E no Brasil? Só esses fatores explicariam termos uma das moedas com pior desempenho nessa crise? O gráfico abaixo mostra o comportamento da taxa de câmbio nos últimos 32 anos. Para fazer comparações em janelas longas como essa, usamos a taxa de câmbio real. Está nada mais é do que a taxa de câmbio nominal ajustada pelo diferencial de inflação dos países. Na linha cinza temos essa conta com o dólar americano. Na linha verde, temos a taxa real efetiva, que leva em conta não só o dólar mas uma cesta de moedas ponderadas por sua importância no comércio exterior brasileiro. Ou seja, vemos que a taxa de câmbio brasileira está muito depreciada em qualquer ótica. Por que? Afinal, há países com economia mais dependentes das commodities que nós, além do fato de termos reservas cambiais relativamente abundantes…
Gráfico 4: Taxas de câmbio real (03/abril = 5.35)
Provavelmente os juros tenham sua parcela de culpa. A ideia é de que como a Selic nunca esteve tão baixa, haveria mudanças estruturais em curso na economia causando pressão no câmbio. Por exemplo, com os juros locais mais atrativos, empresas com dívida dolarizada estavam comprando dólares para quita-lá e transformar em dívida em reais. Sem falar nos investimentos em renda fixa saindo gradualmente do país pois, com os juros mais baixos, já não rendiam como antes.
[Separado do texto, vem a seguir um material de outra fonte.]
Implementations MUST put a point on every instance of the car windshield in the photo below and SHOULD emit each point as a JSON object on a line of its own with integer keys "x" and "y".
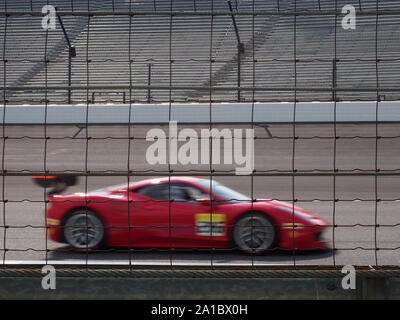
{"x": 224, "y": 192}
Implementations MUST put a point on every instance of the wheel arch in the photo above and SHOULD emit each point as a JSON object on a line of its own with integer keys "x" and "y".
{"x": 77, "y": 209}
{"x": 249, "y": 212}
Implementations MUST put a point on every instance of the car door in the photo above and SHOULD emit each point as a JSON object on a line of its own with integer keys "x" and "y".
{"x": 149, "y": 216}
{"x": 191, "y": 219}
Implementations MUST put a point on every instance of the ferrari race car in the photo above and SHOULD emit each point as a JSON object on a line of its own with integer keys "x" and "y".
{"x": 179, "y": 212}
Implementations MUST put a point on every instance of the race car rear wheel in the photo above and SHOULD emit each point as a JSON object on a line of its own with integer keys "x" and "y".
{"x": 254, "y": 233}
{"x": 84, "y": 230}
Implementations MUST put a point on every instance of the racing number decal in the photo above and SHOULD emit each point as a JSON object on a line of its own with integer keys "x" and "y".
{"x": 207, "y": 224}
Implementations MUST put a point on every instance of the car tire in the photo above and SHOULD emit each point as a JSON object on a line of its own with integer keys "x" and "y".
{"x": 83, "y": 230}
{"x": 254, "y": 233}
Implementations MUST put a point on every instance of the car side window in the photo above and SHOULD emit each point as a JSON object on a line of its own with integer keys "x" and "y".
{"x": 177, "y": 191}
{"x": 155, "y": 191}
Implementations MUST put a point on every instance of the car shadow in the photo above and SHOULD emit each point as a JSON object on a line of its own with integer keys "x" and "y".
{"x": 164, "y": 256}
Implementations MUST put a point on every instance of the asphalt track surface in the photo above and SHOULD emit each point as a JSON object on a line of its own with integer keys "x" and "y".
{"x": 22, "y": 216}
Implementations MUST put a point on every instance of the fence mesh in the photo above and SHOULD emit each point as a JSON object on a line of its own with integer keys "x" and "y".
{"x": 221, "y": 56}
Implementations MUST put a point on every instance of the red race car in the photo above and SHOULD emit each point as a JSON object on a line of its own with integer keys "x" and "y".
{"x": 180, "y": 212}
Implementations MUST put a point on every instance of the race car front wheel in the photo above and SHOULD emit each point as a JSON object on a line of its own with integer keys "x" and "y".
{"x": 84, "y": 230}
{"x": 254, "y": 233}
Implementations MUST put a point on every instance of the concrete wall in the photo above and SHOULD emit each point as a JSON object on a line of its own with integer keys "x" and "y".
{"x": 200, "y": 113}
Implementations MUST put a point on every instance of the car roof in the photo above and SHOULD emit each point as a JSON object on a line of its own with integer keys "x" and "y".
{"x": 158, "y": 180}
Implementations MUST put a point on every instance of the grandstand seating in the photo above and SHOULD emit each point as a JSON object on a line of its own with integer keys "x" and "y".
{"x": 117, "y": 50}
Até aí nada muito novo: este fenômeno já vinha sendo apontado por economistas há certo tempo para explicar a relativa “decepção” com o câmbio nos últimos meses. A crise colocou ainda mais pressão e acelerou esta dinâmica. Qual a extensão destes movimentos e qual seria o efeito no câmbio de cortes adicionais de juros? Infelizmente, não há muita certeza.
Dito isto, pensemos também no contrário. Até que ponto a trajetória do dólar influenciará as decisões do Bacen em cortar juros? Em sua última reunião, no dia 18 de março, o Copom havia deixado clara sua intensão em interromper os cortes dali em diante, mantendo a Selic em 3.75%. O argumento seria de que cortes adicionais poderiam ser contraproducentes ao estressar, ao invés de afrouxar, as condições financeiras. Por condições financeiras estressadas podemos entender duas coisas: taxas de juros longas mais altas e taxa de câmbio mais depreciada. Ou seja, o Bacen naquele momento mostrou cautela, entendendo que uma Selic mais baixa poderia fazer mais mal do que bem.
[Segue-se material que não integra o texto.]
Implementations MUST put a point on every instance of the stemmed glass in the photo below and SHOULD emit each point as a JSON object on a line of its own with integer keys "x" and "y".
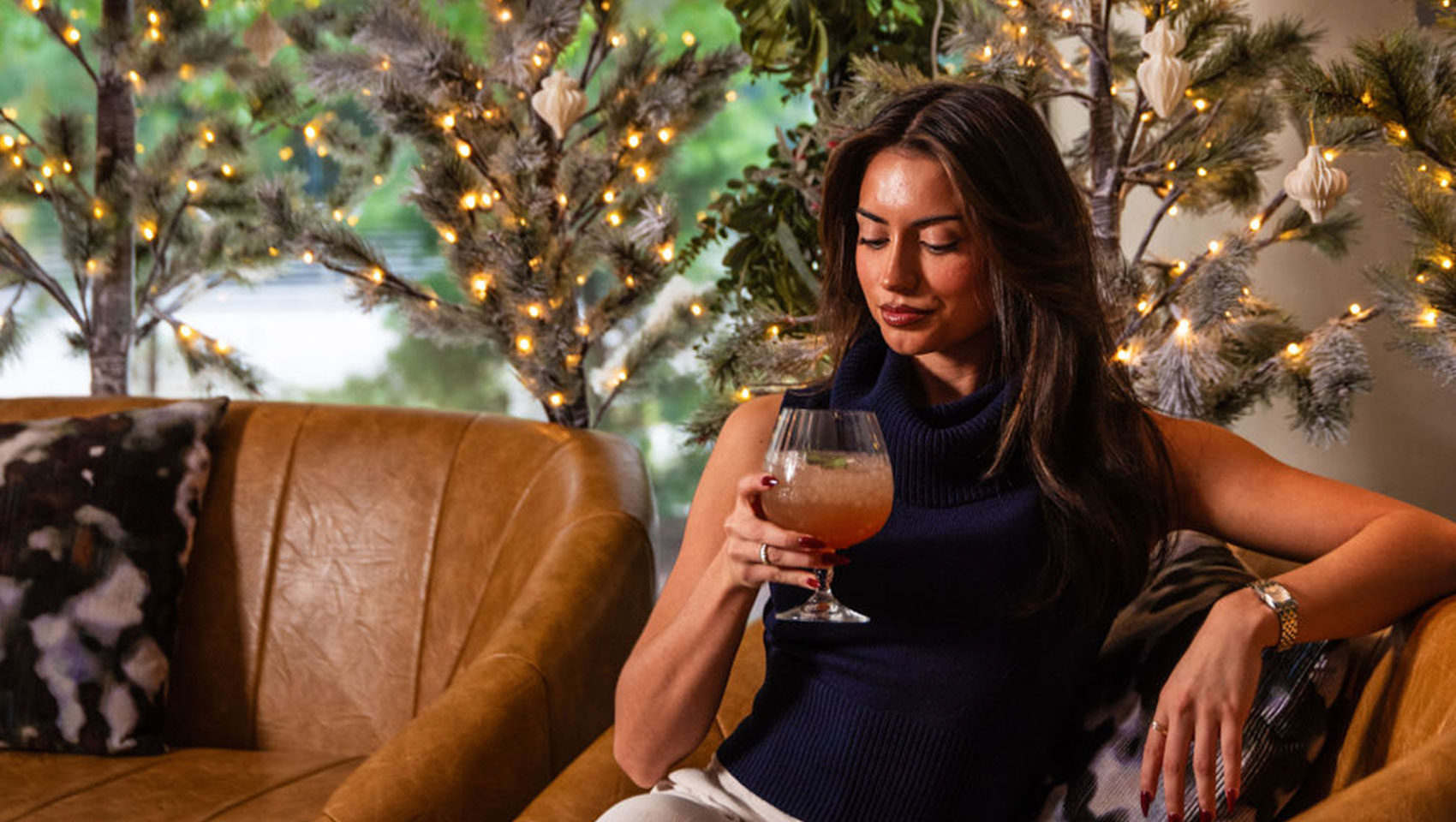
{"x": 834, "y": 483}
O que mudou nessas semanas que pudesse também mudar a cabeça do Bacen? Em nossa visão, nada. Na verdade, a taxa de câmbio saltou 35 centavos de lá pra cá. Enxergamos a live do presidente do Bacen no fim de semana como mais um indicativo nesta direção. Em nossa leitura, o presidente Roberto Campos Neto reafirmou seu entendimento de que cortes de juros não seriam o remédio mais adequado no atual contexto. Além disso, nos pareceu que o Bacen não pretende “defender” uma certa taxa de câmbio com venda de reservas tão cedo, preferindo guardar sua munição por enquanto. Como também dito em outra interessante live pelo sócio da SPX, Beny Parnes, “para que provocar os deuses do câmbio” neste contexto? Seguimos nessa linha, e céticos quanto a cortes de juros na próxima reunião.